Hırs, bir noktaya kadar anlaşılabilir bir dürtüdür. Daha iyisini istemek, daha büyük hedeflere ulaşmak insan doğasının bir parçasıdır. Ancak, bu dürtü kontrolsüz kaldığında, bir insanı ya da bir toplumu yıkıma sürükleyen en büyük tehlikeye dönüşür. Tarihte tanrıcıkların hırsıyla başlayan her hikaye, sonunda halkların gözyaşıyla sonlanmıştır.
Büyük İskender’in dünyayı fethetme arzusu, nihayetinde kendi askerlerinin tükenişiyle son buldu. Napolyon’un Avrupa’yı avucunun içine alma isteği, onun sürgünle geçen son yıllarına zemin hazırladı. Modern çağda, ekonomik ve siyasi gücü tekeline almak isteyen liderler, ülkelerini iç karışıklıklara ya da savaşlara sürükledi.

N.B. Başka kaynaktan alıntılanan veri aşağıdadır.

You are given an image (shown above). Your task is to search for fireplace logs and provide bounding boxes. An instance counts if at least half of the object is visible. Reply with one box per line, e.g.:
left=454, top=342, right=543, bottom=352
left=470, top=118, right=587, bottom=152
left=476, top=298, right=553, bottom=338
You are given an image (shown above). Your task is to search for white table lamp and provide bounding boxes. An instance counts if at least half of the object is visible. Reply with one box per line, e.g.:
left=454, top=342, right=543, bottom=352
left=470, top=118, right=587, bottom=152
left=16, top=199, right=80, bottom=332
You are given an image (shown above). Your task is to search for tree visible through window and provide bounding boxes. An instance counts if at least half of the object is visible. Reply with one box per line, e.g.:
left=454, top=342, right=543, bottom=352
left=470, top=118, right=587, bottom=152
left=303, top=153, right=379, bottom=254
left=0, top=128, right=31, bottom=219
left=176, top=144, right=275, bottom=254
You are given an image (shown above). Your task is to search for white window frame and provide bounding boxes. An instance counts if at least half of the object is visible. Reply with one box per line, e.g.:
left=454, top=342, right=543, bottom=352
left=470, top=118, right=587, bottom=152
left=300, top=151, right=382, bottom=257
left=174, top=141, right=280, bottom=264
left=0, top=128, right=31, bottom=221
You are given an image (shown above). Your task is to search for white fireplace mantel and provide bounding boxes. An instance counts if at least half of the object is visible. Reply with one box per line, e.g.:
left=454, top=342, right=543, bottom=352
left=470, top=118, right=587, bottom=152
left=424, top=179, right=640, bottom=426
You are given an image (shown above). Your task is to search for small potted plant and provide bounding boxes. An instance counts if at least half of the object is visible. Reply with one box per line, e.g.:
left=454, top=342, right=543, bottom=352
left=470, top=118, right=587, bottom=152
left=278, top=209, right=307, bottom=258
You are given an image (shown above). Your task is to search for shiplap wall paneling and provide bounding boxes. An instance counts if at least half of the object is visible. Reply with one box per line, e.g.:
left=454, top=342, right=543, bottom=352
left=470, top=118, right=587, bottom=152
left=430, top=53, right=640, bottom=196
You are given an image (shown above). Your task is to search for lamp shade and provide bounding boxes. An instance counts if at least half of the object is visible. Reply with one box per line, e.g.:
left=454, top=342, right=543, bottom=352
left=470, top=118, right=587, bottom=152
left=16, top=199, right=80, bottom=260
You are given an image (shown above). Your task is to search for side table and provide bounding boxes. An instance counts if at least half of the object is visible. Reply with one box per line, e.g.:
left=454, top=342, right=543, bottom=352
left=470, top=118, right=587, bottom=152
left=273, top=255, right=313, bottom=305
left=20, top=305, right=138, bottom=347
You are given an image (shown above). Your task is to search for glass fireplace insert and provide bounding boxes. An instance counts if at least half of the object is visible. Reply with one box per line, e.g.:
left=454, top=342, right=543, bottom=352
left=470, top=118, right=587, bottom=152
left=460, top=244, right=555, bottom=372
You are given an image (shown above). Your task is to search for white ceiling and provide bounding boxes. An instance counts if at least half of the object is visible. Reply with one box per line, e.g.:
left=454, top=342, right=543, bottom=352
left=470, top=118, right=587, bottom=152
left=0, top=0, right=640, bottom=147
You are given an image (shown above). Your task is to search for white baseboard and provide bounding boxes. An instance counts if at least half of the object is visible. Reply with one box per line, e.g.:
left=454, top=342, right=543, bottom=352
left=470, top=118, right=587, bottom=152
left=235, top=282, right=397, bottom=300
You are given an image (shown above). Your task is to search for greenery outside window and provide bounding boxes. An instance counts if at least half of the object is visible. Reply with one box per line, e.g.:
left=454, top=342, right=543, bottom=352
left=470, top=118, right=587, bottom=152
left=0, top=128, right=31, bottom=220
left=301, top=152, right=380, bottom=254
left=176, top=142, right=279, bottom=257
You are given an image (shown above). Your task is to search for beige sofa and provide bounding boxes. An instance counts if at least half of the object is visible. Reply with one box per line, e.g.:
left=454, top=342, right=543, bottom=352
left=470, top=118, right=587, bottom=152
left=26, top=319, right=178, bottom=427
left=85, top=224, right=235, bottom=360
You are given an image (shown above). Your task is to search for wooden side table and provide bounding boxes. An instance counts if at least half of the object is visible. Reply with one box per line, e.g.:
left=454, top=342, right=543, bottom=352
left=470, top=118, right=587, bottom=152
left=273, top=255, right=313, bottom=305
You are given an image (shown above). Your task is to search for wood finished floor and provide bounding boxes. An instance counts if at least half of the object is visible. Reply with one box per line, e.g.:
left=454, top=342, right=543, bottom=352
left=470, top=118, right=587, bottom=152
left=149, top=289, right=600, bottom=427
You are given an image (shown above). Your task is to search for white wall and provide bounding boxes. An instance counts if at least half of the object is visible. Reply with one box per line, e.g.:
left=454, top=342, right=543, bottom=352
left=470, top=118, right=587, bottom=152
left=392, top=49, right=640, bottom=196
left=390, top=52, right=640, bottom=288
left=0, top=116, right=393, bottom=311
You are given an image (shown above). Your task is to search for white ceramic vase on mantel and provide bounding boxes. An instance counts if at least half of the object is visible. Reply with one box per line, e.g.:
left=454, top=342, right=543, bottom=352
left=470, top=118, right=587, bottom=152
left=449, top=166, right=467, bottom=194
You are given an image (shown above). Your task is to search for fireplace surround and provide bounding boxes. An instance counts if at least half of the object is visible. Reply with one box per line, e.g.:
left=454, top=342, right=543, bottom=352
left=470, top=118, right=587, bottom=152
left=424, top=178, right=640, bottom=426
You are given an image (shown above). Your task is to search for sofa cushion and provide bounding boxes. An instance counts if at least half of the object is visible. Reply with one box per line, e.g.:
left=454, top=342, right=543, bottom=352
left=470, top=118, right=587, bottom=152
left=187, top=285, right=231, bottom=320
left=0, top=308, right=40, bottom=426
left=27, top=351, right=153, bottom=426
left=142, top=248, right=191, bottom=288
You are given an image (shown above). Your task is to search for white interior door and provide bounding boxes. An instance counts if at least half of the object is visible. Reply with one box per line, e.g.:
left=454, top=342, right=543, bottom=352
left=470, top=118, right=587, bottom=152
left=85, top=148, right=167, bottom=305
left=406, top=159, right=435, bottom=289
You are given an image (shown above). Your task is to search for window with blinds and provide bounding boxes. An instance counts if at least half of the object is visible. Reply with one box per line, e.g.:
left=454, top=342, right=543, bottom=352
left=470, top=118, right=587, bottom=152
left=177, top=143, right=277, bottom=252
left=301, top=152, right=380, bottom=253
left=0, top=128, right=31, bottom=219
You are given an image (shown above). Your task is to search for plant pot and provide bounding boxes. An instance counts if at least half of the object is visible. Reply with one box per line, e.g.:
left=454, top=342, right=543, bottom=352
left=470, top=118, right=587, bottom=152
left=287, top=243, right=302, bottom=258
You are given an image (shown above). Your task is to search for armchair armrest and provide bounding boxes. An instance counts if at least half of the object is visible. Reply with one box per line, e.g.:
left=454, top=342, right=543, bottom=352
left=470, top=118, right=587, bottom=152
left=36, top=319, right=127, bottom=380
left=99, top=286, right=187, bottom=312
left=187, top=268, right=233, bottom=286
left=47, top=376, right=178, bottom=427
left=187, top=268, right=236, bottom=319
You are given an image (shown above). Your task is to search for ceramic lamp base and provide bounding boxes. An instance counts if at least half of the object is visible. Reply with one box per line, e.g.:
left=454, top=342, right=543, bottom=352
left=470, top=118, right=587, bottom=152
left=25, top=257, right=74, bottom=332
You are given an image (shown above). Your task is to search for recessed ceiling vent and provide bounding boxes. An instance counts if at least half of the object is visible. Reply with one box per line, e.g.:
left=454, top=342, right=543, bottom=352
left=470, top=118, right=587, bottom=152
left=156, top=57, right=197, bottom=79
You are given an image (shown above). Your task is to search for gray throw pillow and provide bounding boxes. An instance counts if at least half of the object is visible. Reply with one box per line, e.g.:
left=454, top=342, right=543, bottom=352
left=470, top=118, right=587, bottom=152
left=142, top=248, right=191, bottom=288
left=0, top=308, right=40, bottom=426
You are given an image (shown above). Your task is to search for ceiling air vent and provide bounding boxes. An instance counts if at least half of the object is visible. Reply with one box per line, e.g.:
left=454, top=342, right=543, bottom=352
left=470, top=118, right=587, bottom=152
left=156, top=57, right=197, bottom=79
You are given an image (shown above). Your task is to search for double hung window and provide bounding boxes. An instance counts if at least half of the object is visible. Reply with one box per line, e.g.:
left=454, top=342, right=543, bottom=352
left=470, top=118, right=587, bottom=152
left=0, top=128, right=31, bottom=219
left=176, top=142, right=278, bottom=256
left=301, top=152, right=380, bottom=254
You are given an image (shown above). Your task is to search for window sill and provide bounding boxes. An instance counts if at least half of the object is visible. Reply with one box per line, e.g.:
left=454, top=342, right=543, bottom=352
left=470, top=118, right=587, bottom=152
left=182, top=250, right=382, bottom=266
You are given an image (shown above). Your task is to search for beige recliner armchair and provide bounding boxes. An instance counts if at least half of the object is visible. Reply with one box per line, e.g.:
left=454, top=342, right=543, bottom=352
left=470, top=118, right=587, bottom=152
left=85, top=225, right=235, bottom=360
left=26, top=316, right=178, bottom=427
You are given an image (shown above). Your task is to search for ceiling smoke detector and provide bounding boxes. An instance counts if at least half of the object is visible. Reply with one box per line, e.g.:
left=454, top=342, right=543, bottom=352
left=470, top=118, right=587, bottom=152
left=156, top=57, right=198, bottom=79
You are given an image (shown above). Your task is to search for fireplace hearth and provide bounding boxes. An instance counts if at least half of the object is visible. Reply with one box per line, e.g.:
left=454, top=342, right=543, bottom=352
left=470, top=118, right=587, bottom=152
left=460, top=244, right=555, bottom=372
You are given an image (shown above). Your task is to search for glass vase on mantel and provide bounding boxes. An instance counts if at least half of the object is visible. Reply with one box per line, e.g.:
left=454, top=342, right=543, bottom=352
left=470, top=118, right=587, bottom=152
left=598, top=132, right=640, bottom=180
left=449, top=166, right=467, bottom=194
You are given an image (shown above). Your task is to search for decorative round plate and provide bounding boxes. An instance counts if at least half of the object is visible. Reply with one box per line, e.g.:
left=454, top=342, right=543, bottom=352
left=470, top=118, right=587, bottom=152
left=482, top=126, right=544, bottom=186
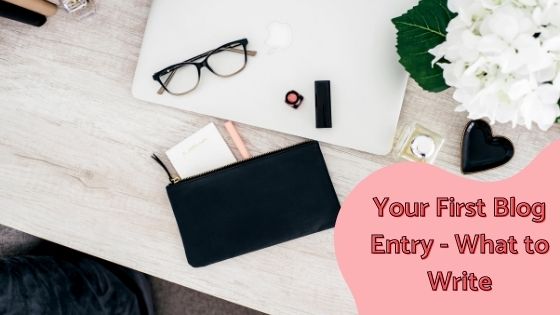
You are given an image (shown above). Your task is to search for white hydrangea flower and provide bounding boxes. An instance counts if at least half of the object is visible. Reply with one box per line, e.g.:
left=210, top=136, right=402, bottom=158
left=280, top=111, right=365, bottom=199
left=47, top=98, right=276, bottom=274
left=430, top=0, right=560, bottom=130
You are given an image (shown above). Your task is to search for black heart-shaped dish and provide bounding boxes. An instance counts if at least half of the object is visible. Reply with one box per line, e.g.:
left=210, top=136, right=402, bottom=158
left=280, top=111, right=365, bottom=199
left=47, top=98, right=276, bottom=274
left=461, top=120, right=514, bottom=174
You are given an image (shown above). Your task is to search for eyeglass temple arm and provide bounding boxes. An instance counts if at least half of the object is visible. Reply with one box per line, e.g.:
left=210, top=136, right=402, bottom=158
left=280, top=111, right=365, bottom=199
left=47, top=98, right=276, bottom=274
left=157, top=48, right=257, bottom=95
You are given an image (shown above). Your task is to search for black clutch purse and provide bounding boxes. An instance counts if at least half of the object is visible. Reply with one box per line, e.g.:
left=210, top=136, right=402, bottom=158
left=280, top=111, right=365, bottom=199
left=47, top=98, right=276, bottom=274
left=154, top=141, right=340, bottom=267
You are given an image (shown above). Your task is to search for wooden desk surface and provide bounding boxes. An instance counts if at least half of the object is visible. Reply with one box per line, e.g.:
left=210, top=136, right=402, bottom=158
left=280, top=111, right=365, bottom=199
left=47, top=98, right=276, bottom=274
left=0, top=0, right=560, bottom=314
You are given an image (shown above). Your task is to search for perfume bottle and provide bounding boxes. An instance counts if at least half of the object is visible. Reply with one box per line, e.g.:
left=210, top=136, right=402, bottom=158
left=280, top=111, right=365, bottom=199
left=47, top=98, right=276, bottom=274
left=60, top=0, right=95, bottom=19
left=393, top=123, right=445, bottom=164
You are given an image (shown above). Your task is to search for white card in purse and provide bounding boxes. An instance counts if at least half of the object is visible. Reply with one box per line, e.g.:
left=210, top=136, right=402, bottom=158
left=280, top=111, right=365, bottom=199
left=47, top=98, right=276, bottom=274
left=166, top=123, right=236, bottom=178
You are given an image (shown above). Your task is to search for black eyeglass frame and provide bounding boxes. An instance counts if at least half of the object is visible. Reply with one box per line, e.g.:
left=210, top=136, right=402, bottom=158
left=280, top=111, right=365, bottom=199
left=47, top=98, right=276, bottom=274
left=152, top=38, right=257, bottom=96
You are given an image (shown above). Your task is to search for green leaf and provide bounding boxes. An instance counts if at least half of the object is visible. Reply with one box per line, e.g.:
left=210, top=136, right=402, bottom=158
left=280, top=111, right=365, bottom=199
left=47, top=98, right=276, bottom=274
left=392, top=0, right=456, bottom=92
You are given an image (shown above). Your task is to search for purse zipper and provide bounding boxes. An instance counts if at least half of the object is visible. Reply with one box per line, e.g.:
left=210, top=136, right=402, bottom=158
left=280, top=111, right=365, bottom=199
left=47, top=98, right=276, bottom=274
left=152, top=140, right=314, bottom=185
left=152, top=153, right=181, bottom=184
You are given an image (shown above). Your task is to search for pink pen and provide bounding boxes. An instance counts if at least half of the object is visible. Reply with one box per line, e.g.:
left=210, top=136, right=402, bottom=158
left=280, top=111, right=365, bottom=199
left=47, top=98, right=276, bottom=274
left=224, top=121, right=251, bottom=159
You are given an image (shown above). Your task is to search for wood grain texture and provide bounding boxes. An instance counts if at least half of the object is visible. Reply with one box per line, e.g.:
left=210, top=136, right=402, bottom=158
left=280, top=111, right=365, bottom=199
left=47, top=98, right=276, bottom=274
left=0, top=0, right=560, bottom=314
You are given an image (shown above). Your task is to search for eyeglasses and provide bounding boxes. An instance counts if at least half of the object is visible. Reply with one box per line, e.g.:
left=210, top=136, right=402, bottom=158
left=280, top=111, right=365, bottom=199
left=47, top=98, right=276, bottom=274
left=152, top=38, right=257, bottom=95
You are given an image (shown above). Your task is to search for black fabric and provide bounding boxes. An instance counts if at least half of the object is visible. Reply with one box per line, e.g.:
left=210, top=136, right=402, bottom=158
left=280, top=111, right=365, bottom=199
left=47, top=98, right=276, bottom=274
left=0, top=256, right=153, bottom=315
left=167, top=141, right=340, bottom=267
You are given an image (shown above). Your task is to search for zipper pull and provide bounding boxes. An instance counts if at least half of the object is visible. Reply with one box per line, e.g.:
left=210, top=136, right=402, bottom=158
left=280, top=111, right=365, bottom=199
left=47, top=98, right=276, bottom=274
left=152, top=153, right=181, bottom=184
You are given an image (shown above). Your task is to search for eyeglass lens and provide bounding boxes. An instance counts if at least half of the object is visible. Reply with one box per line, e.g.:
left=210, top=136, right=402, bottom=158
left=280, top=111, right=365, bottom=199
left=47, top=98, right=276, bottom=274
left=160, top=43, right=247, bottom=95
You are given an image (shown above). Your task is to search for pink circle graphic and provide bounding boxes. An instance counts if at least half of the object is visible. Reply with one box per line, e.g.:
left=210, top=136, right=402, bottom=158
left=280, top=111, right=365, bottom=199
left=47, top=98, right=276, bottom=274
left=335, top=142, right=560, bottom=315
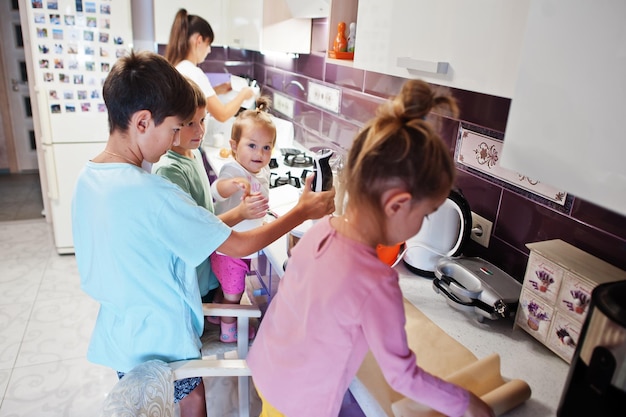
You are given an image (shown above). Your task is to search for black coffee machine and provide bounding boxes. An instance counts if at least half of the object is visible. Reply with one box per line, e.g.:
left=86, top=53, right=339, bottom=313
left=557, top=281, right=626, bottom=417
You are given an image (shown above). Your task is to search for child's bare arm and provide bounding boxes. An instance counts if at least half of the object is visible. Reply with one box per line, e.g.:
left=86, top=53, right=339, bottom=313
left=216, top=177, right=250, bottom=198
left=218, top=193, right=269, bottom=227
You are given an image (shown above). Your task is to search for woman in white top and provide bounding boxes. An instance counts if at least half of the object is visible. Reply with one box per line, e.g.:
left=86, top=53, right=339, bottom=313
left=165, top=9, right=254, bottom=122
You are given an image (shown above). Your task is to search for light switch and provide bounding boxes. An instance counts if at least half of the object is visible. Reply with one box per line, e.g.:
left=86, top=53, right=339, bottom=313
left=274, top=93, right=295, bottom=119
left=307, top=82, right=341, bottom=113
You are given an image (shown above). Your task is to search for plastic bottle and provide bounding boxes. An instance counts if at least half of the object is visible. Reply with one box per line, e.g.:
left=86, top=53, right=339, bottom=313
left=333, top=22, right=348, bottom=52
left=348, top=22, right=356, bottom=52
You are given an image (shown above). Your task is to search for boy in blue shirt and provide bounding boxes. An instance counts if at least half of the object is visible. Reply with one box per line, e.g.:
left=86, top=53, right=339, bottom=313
left=72, top=52, right=334, bottom=417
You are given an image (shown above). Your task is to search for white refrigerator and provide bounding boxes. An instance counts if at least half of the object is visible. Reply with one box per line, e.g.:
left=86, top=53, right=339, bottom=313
left=19, top=0, right=133, bottom=254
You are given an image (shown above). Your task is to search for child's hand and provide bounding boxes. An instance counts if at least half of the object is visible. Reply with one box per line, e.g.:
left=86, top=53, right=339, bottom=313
left=239, top=193, right=269, bottom=219
left=239, top=87, right=255, bottom=100
left=231, top=178, right=250, bottom=198
left=463, top=392, right=495, bottom=417
left=297, top=174, right=335, bottom=219
left=213, top=82, right=233, bottom=95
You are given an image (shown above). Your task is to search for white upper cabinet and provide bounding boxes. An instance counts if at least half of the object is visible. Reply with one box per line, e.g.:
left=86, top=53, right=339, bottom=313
left=153, top=0, right=311, bottom=54
left=222, top=0, right=263, bottom=51
left=501, top=0, right=626, bottom=216
left=354, top=0, right=530, bottom=98
left=152, top=0, right=226, bottom=46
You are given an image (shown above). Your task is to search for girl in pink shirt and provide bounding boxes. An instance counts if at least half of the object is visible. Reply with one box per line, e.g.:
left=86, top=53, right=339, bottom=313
left=248, top=80, right=493, bottom=417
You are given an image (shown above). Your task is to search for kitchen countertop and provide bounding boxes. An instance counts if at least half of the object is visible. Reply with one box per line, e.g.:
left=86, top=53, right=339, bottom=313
left=205, top=141, right=569, bottom=417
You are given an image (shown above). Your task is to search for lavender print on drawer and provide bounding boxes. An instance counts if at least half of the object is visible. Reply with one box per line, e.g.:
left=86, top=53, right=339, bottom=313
left=546, top=311, right=582, bottom=363
left=515, top=290, right=553, bottom=342
left=558, top=272, right=592, bottom=323
left=524, top=252, right=564, bottom=303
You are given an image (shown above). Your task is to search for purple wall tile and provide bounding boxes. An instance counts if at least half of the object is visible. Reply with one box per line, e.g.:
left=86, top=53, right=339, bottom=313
left=340, top=90, right=384, bottom=124
left=324, top=64, right=365, bottom=91
left=295, top=55, right=326, bottom=81
left=293, top=101, right=322, bottom=135
left=572, top=198, right=626, bottom=240
left=363, top=71, right=406, bottom=99
left=283, top=74, right=308, bottom=101
left=321, top=113, right=360, bottom=151
left=253, top=62, right=267, bottom=87
left=494, top=190, right=626, bottom=270
left=264, top=68, right=285, bottom=91
left=272, top=54, right=298, bottom=72
left=450, top=88, right=511, bottom=132
left=456, top=170, right=502, bottom=222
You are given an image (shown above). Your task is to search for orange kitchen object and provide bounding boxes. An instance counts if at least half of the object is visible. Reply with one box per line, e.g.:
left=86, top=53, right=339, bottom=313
left=376, top=242, right=404, bottom=266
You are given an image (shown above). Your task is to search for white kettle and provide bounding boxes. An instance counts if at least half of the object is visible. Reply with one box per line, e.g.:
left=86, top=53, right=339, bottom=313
left=402, top=190, right=472, bottom=278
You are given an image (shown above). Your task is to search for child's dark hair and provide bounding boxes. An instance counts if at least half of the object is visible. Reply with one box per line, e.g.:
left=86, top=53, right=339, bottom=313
left=343, top=80, right=458, bottom=231
left=230, top=96, right=276, bottom=150
left=102, top=51, right=196, bottom=133
left=165, top=9, right=215, bottom=65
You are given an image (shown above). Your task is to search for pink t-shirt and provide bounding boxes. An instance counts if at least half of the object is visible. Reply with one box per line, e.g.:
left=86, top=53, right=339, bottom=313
left=248, top=217, right=469, bottom=417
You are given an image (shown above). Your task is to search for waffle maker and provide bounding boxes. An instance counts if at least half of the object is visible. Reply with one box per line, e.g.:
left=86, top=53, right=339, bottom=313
left=433, top=257, right=522, bottom=321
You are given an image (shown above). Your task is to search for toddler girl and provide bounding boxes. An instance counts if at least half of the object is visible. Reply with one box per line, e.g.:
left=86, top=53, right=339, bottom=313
left=247, top=80, right=493, bottom=417
left=211, top=97, right=276, bottom=343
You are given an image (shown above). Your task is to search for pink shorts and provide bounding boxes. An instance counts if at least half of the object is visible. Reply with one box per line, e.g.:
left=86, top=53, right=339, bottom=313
left=211, top=252, right=250, bottom=294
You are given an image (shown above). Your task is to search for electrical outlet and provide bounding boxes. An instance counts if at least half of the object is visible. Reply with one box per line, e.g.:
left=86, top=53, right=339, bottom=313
left=307, top=82, right=341, bottom=113
left=274, top=93, right=295, bottom=119
left=470, top=212, right=493, bottom=248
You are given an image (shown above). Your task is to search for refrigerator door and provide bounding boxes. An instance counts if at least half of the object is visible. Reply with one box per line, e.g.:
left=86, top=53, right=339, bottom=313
left=43, top=142, right=106, bottom=254
left=20, top=0, right=133, bottom=143
left=19, top=0, right=133, bottom=253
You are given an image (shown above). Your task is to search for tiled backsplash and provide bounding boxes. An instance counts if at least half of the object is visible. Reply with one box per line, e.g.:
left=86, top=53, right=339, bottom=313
left=194, top=47, right=626, bottom=282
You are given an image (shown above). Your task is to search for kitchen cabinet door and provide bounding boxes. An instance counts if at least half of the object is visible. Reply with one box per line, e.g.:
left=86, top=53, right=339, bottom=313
left=224, top=0, right=263, bottom=51
left=354, top=0, right=530, bottom=97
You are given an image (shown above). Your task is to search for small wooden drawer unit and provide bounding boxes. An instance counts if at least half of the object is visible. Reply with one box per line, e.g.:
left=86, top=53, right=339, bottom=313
left=515, top=239, right=626, bottom=363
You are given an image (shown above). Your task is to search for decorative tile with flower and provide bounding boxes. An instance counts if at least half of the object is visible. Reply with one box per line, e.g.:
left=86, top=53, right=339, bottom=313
left=455, top=123, right=573, bottom=212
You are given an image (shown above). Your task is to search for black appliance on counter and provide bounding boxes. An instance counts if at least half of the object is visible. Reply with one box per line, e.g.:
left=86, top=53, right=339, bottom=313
left=269, top=148, right=313, bottom=188
left=557, top=281, right=626, bottom=417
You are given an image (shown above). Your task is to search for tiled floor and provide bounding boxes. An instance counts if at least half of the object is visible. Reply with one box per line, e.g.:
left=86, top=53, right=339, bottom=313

Peki, bu hikayelerden ders aldık mı? Ne yazık ki hayır. Günümüzde de tanrıcıklar, daha fazla güç, daha fazla zenginlik ve daha fazla kontrol uğruna hareket etmeye devam ediyor. Hırslarının kurbanı olan sadece kendileri değil; doğal kaynaklarımız, ekosistemimiz, hatta geleceğimiz bu kontrolsüz ihtirasın bedelini ödüyor.
Oysa tarihin bize öğrettiği basit bir gerçek var: Gücün hırsla birleştiği her yerde bir yıkım kaçınılmazdır. Tanrıcıkların tahtları yükselirken, insanlık genellikle yere serilir. Gücün yalnızca bir araç olduğunu, asıl hedefin insanlığa hizmet etmek olduğunu unuttuğumuz sürece bu döngüden kurtulmamız mümkün değil.
Belki de ihtiyacımız olan, bu tanrıcıkların hırslarına dur diyebilecek bir bilinç uyanışı. Gücü paylaşmayı, doğaya saygı duymayı, halkın sesini dinlemeyi öğrenmek zorundayız. Çünkü güç, paylaşılmadığında bir yük; hırs, dizginlenmediğinde bir yıkım aracıdır.
Sonuçta, tanrıcıkların ihtirası her zaman onların sonunu getirir. Ama esas soru şu: Bu yolda feda edilenlerin hesabını kim verecek? İşte bu, insanlığın vicdanında hala cevaplanmamış bir sorudur.